Incorrect Transfer-Encoding handling with HTTP/1.0

EPSS 75.4%CWE-444
In short

Apache Tomcat versions 8.5, 9.0, and 10.0 have a flaw where they don't properly handle the HTTP transfer-encoding header in certain cases, allowing an attacker to manipulate how requests are processed when Tomcat sits behind a reverse proxy. This can lead to request smuggling attacks where one request is interpreted differently by the proxy and Tomcat, bypassing security controls.

Technical detail

The vulnerability stems from improper Transfer-Encoding header parsing: Tomcat ignores transfer-encoding if a client requests HTTP/1.0 responses, incorrectly honors identity encoding, and fails to validate that chunked encoding is the final encoding in the chain. When deployed behind a reverse proxy, this discrepancy enables HTTP request smuggling (CWE-444), allowing attackers to inject requests that bypass WAF or authentication mechanisms.

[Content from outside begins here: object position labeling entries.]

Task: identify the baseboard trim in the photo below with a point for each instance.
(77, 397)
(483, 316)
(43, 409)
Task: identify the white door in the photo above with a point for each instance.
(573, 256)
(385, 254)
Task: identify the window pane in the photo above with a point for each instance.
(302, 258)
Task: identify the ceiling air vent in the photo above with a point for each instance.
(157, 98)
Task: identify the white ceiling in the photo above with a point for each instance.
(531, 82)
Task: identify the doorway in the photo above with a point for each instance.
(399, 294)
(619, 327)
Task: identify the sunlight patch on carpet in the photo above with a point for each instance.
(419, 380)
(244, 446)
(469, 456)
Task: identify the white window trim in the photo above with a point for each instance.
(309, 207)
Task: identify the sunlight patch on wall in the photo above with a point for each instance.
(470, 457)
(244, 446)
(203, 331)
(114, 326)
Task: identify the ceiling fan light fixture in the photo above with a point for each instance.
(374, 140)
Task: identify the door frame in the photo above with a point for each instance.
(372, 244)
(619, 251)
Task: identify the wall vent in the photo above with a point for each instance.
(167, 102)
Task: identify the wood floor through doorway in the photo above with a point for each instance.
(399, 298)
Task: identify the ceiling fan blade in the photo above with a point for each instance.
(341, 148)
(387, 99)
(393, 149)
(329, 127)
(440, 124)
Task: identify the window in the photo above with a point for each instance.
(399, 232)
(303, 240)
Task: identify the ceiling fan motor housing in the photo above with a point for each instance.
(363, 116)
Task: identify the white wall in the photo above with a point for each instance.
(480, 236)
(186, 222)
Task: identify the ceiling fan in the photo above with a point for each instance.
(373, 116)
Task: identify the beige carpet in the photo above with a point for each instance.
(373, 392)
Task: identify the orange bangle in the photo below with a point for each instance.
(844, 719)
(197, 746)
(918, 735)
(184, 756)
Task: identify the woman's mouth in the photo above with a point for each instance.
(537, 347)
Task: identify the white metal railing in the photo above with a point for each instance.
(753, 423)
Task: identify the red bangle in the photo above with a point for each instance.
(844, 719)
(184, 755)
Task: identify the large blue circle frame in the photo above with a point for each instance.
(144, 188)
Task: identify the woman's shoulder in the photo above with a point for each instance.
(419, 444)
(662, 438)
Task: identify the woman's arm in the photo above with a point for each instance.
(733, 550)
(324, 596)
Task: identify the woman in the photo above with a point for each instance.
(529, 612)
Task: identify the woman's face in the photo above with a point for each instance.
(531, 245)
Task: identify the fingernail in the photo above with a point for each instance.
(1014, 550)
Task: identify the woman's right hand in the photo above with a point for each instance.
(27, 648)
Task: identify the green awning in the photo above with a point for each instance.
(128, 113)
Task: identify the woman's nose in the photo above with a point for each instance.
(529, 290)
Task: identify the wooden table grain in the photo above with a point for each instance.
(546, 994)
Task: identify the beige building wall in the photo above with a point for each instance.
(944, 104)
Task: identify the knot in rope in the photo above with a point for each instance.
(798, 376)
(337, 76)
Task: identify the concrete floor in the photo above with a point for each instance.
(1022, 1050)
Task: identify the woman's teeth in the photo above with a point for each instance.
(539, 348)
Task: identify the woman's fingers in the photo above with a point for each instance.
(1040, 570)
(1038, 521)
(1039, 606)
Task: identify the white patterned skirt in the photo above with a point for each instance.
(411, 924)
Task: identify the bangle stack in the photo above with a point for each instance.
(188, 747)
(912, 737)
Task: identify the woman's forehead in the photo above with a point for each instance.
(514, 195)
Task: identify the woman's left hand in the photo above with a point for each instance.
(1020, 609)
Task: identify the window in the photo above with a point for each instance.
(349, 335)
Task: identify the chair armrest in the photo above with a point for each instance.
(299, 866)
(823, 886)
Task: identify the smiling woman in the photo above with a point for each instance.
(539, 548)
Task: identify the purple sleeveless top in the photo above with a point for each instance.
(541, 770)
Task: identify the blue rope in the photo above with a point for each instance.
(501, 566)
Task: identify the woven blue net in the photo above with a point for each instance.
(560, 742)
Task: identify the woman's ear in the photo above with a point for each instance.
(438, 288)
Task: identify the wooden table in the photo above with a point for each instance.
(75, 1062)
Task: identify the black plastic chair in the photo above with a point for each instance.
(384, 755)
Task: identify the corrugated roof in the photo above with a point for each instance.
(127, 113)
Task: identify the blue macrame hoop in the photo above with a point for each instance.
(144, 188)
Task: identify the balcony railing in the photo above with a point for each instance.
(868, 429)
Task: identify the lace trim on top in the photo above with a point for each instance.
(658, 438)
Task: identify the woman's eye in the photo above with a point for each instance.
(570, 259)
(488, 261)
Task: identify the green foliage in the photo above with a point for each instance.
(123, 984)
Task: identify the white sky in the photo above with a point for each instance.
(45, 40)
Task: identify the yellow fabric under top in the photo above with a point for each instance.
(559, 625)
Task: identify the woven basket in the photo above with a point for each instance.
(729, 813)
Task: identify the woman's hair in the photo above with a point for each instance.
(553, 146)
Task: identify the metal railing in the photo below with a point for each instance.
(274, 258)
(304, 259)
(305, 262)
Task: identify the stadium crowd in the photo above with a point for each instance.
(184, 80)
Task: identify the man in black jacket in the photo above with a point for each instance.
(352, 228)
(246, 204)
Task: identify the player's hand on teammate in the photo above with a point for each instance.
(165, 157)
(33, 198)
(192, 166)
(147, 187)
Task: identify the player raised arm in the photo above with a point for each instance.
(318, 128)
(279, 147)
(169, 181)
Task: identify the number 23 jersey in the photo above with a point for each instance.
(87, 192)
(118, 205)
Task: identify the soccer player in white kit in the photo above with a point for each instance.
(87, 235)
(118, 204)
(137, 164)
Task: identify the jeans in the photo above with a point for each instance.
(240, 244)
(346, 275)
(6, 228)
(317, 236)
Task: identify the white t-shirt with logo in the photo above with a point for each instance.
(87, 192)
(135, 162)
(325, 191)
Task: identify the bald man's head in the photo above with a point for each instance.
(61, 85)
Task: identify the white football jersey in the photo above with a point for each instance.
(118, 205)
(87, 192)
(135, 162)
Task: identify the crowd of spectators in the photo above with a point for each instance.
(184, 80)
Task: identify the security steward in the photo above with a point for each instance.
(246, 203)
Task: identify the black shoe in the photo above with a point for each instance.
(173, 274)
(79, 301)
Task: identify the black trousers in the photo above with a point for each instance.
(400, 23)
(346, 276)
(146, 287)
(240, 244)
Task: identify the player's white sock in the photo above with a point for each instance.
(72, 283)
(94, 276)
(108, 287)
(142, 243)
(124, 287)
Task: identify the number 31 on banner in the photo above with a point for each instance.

Summary generated and translated by AI from the official description.
Apache Tomcat 10.0.0-M1 to 10.0.6, 9.0.0.M1 to 9.0.46 and 8.5.0 to 8.5.66 did not correctly parse the HTTP transfer-encoding request header in some circumstances leading to the possibility to request smuggling when used with a reverse proxy. Specifically: - Tomcat incorrectly ignored the transfer encoding header if the client declared it would only accept an HTTP/1.0 response; - Tomcat honoured the identify encoding; and - Tomcat did not ensure that, if present, the chunked encoding was the final encoding.